You’re already familiar with growth mindsets and the importance of belief systems that reframe notions of intelligence and our responses to failures. But you may have struggled with how to convince your students that they are smart while encouraging them to persist in the face of setbacks. Mindsets are more than a poster on the wall. We can’t simply tell our students to “get grit.”
Flexible mindsets go beyond growth mindsets by leveraging both the self-awareness and strategies needed to actualize a growth mindset. A flexible mindset is the interaction between self-awareness, adaptive strategy use, and perseverance that empowers learners to evolve and become self-directed.
Essential Elements of a Flexible Mindset
There are three key components to the flexible mindsets approach that feed each other and propel students along the path of directing their own learning journey.
Metacognition: At the core of all deeper learning is our awareness of and ability to reflect upon our own thinking and learning, or metacognition. Self-directed learners are driven by metacognitive insights, those “uh-oh” moments when we notice that what we’re doing isn’t working and engage in deep self-reflection about our own learning.
Positive thinking: Upon this foundation we can build I can mindset messages that tell us we can always learn and get smarter and there is value in mistakes and not knowing. The flexible mindsets framework differs from growth mindsets by being explicit about fusing our encouragement to keep trying with direct instruction and feedback about adaptive strategy use.

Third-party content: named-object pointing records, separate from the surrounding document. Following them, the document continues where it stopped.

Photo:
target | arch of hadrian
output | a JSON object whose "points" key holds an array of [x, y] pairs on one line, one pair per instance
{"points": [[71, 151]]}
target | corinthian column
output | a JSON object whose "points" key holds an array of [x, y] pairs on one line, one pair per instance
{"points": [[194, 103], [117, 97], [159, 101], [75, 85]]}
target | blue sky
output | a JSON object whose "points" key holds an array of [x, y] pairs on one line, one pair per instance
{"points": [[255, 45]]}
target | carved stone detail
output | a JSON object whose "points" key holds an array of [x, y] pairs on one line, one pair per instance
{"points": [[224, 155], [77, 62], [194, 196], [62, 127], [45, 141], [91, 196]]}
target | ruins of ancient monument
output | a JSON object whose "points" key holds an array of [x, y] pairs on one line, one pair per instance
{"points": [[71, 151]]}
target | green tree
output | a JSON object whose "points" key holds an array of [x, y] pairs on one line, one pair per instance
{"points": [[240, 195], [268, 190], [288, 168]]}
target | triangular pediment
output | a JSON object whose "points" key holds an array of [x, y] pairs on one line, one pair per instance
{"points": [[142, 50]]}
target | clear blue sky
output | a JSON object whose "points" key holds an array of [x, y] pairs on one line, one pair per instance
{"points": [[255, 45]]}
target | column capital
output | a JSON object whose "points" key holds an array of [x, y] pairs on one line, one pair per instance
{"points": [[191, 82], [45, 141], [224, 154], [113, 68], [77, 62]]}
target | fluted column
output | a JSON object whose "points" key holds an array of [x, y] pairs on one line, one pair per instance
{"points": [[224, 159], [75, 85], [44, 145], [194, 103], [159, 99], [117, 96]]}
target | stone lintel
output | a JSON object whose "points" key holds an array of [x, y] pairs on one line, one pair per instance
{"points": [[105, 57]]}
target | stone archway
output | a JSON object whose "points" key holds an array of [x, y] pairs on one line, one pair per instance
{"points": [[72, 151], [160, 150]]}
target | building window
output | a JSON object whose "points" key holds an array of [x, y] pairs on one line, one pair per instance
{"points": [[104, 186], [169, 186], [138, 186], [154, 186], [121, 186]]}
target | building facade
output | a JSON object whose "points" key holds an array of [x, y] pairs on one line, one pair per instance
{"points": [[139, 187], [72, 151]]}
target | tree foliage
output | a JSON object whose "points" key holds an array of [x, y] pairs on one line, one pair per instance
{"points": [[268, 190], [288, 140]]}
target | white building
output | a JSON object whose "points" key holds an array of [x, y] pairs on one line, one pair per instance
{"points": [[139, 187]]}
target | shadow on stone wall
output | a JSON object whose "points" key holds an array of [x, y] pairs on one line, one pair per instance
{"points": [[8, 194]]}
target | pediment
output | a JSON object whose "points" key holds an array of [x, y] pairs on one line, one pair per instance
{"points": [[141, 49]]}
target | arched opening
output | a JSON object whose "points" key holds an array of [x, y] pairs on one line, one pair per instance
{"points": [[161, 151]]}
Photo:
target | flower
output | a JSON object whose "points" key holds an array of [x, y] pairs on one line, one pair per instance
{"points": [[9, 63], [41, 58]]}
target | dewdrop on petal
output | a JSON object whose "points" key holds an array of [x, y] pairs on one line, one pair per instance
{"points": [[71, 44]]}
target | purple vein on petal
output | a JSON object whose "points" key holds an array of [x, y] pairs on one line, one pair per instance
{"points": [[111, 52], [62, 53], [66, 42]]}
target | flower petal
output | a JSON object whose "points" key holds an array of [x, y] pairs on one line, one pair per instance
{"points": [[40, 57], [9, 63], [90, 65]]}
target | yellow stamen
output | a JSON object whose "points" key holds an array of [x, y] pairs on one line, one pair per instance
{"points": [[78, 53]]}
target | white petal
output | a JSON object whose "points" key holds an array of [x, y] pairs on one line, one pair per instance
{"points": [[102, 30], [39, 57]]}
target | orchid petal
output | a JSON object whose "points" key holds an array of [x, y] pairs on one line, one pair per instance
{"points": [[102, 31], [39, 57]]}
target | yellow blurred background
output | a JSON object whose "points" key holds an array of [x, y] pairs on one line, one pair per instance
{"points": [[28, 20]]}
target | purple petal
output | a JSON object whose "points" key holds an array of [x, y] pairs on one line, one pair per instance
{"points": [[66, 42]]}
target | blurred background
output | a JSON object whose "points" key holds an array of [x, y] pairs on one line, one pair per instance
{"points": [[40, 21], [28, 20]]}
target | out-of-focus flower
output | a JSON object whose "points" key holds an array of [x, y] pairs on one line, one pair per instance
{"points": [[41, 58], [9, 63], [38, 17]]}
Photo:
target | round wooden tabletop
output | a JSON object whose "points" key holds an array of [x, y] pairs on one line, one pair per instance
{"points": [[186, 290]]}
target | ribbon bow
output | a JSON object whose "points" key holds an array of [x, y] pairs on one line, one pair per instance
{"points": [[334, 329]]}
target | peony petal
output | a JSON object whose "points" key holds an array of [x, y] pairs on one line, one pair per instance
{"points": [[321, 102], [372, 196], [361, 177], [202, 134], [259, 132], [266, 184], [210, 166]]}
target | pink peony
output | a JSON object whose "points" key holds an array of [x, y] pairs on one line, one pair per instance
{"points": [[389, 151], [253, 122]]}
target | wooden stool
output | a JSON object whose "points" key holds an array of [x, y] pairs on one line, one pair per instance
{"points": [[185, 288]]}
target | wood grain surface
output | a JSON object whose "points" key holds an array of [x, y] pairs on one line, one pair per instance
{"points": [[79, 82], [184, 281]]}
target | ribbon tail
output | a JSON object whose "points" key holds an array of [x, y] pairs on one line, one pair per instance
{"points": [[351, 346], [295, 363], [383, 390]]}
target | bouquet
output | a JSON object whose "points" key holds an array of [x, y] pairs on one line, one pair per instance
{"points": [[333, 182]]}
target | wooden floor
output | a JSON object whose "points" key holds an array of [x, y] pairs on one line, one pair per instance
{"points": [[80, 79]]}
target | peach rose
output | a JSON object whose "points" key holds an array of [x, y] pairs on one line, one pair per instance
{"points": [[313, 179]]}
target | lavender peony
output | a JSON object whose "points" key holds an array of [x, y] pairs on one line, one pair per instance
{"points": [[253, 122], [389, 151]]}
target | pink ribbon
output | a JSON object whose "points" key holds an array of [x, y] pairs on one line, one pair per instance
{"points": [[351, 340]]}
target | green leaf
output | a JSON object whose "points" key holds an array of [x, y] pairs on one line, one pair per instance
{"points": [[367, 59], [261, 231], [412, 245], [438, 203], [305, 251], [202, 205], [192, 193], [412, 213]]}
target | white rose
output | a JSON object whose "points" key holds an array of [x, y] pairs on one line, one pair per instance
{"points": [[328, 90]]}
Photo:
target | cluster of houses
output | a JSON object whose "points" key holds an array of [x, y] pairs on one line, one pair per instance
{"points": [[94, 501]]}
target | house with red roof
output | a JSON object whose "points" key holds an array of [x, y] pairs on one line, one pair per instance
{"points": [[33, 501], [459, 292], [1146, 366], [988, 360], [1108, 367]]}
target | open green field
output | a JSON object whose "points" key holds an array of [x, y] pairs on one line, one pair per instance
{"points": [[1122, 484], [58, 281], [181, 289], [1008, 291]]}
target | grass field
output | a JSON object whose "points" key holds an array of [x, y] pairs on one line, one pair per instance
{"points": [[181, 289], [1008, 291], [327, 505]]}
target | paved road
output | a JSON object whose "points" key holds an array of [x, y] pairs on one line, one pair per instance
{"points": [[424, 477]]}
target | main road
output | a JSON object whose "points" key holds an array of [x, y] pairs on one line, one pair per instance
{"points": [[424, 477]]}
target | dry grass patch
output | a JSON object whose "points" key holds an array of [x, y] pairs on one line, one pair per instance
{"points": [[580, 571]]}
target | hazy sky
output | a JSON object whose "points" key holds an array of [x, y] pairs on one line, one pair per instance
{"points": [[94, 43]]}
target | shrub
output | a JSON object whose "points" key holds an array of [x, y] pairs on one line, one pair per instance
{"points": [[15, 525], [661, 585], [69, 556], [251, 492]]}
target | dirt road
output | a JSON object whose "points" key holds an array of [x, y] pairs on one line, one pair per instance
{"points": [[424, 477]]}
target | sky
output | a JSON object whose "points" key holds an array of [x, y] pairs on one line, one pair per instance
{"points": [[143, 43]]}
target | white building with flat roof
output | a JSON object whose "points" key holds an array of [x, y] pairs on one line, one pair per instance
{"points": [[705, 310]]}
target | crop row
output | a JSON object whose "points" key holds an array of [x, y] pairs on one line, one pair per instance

Executive function strategies: In our model, executive function (EF) is a set of interrelated processes such as planning, working memory, self-monitoring, and thinking flexibly. We need EF processes to understand what we need to do, figure out how to get there, and make it happen. Simply put, it’s how we get stuff done.
This flexible mindset framework provides strategies you can use to give your students the tools they need to learn how to learn. Metacognitive insights and executive function strategies are the perfect partners to propel your students beyond growth mindsets.
5 Key Tools to Develop Flexible Mindsets
1. Build trusting relationships. We can begin by examining our own cultural attitudes, values, fears, and beliefs about children; how these affect our actions; and how our previous life experiences can influence current behaviors. Trust follows with the intentional use of language that tells students we are authentic, receptive, solution oriented, reliable, and committed to their needs. This lays the groundwork for co-learning and other key drivers of flexible mindsets.
2. Ground our learning in metacognition. This focuses attention on self-awareness, the perspectives of others, and what works when. Flexible mindsets extend beyond traditional measures of metacognition by building self-awareness around capacities such as curiosity, adaptability, critical thinking, complex problem-solving, and creativity.
3. Teach about the brain and mistakes. Children as young as 4 can begin to explore the brain and how we learn. Students at all levels can be taught to describe simple functions of the brain and identify their personal learning-related strengths and areas for improvement. Educators can be equipped with the science of learning: how stress can hijack the prefrontal cortex and what happens in the brain when we make mistakes.
This paves the way for us to normalize mistakes, teach students the value of not knowing, and model how to grapple with material to make it their own.
4. Provide direct instruction in learning strategies. Flexible mindsets require students to use effective strategies that are based on current evidence about how the brain learns. These strategies need to be taught purposefully, directly, and frequently for students to experience the benefits of studying smarter and appreciate the value of focusing not only on the content of what they are learning but also on how they are learning. This helps students buy into the effort required to learn and apply new strategies.
Most students have never been taught how they learn, and the strategies they come up with on their own are often ineffective. The most straightforward way to teach students about strategies is by modeling, labeling, and sharing a variety of actual strategies being used in the classroom.
5. Give feedback based on strategy use. As opposed to effort only, strategy-based feedback is specific enough that it can be measured, worked on, and used to track progress. We define flexible mindset feedback as responses that are solution-oriented, empathetic, and targeted at specific strategies. This feedback encourages us to try a different approach to a problem. Feedback is powerful when learners reflect on questions such as What strategies did I try? What am I doing that is working and not working? How many attempts did I make?
Ultimately, if we believe in equity, solutions can be found in equipping all learners with the tools they need to respond resiliently and adaptively to uncertainty and adversity. It’s time to be intentional in preparing students to be curious, make mistakes, and take risks for learning.